Be perfect. Don’t cry. Don’t show them your hurt. Keep it locked inside. If you let it go they will mock you. Call you a baby, a whiner, a complainer. They will say it could always be worse. They will say at least you have a mom and a dad. At least you have a place to live, clean clothes, food to eat. At least you are not dying of cancer. Be thankful, they will say. I know, I know. I really am thankful. But it doesn’t stop the hurt. It doesn’t stop the flood rising inside. If you let it go it will drown you and everyone else.
Be quiet. Don’t speak up. Don’t say anything or you’ll get your head snapped off. You’ll be called Queenie again. You’ll be given yet another job to do for complaining. Like cleaning out the refrigerator. Or scrubbing out the trash cabinet. Like Cinderella. Your good sense, your suggestions, will be held against you. Just don’t say anything and maybe they won’t give you any more to carry.
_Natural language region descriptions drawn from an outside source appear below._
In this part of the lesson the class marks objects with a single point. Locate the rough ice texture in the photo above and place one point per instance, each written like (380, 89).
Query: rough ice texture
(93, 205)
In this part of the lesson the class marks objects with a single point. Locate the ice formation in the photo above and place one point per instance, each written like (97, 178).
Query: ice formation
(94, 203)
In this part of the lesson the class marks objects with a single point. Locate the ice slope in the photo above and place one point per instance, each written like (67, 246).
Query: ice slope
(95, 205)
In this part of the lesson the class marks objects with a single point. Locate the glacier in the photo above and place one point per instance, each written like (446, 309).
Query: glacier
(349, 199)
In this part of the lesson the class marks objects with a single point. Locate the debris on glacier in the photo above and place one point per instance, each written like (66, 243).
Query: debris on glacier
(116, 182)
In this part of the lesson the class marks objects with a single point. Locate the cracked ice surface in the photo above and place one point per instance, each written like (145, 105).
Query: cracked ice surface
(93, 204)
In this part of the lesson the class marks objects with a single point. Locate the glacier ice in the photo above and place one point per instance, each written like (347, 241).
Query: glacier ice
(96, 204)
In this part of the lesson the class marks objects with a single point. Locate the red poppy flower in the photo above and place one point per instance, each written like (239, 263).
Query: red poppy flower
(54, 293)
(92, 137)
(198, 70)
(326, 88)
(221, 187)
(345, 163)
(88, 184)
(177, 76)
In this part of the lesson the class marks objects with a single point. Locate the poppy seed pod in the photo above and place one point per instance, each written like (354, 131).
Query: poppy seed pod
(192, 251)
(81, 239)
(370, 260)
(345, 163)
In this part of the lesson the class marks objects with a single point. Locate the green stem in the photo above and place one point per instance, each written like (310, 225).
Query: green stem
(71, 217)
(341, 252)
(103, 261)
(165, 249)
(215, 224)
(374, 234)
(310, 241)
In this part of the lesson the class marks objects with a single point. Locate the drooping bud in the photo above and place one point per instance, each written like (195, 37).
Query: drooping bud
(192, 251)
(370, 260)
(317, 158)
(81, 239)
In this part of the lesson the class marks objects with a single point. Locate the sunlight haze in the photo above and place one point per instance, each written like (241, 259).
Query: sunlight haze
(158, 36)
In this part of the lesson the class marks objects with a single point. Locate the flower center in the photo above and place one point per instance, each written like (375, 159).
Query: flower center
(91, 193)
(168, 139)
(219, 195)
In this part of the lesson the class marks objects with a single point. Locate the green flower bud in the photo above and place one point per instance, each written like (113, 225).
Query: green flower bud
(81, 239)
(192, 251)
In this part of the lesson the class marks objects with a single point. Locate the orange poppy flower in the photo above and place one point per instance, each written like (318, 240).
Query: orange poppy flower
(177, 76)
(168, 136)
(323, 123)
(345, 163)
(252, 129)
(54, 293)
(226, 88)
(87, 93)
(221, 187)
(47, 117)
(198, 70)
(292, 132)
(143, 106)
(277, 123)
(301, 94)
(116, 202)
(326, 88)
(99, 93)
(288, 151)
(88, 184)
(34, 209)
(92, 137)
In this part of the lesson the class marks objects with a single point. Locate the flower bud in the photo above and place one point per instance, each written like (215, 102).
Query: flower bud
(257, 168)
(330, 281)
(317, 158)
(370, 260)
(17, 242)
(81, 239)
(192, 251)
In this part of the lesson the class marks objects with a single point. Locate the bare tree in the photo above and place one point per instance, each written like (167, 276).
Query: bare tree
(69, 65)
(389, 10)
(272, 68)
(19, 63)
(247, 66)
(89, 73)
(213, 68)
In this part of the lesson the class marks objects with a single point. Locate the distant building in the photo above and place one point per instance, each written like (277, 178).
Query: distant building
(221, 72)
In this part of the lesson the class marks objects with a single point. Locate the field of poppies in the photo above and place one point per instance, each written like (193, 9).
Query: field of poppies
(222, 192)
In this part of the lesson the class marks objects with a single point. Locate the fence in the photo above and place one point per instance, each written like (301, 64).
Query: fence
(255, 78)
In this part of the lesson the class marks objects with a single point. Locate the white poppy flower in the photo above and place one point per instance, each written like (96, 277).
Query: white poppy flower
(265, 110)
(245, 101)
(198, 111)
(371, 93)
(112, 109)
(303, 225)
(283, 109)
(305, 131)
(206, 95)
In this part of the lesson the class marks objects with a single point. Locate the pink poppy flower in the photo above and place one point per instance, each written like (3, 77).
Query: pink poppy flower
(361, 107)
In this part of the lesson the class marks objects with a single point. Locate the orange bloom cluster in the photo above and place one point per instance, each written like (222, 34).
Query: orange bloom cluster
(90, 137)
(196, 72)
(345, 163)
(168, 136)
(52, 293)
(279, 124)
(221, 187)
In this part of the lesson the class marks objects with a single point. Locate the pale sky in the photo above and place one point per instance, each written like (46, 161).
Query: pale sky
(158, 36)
Be good. Don’t stir up trouble. Don’t point out the obvious. It’s enough to know that unfairness exists. Be well-behaved, quiet and good. Don’t behave like a two-year-old throwing a tantrum. Not like the kicking, screaming, red-faced little girl deep, deep down inside, locked away. Always be good. Good doesn’t get criticized. Good doesn’t get mocked. Good doesn’t get shamed.
You should always do your very best. You should strive for perfection. You should keep the bad locked away. You should be quiet and good. Quiet and good. Quiet. And. Good.
I am the real me when I’m alone in my bedroom, at sunset, watching the sky. Looking for the first few stars to come out. I have the radio on oldies, and maybe I’m singing along quietly. It’s okay to cry then. No one knows, except God, and that’s okay. He’s there with me. He sees my hurt. Sometimes I tell him why I’m crying. Sometimes I tell him that I don’t know why it’s so hard, why we can’t just get along and love each other. Sometimes I tell him why I’m frustrated and why everything seems so unfair. It is so complicated and hard to figure out. A big tangle, a big mess. But I know God understands everything even though I don’t. I get out my journal and write a little, but I don’t write everything. I take out my crayons and art pad, and draw a nature scene with flowers and butterflies and a stream running through. Where everything is peaceful and calm. Everything is beautiful. Everything is the way it should be, like in the garden of Eden, before sin and sadness. Then I feel better, at least for a while. I put my art stuff and my journal away, and I put the real me back inside. I put the real me up like towels on a high shelf deep in the closet, away from everyone else. They can’t touch the real me. I won’t let them.
The drawings are my own, from summer 1989, age 11.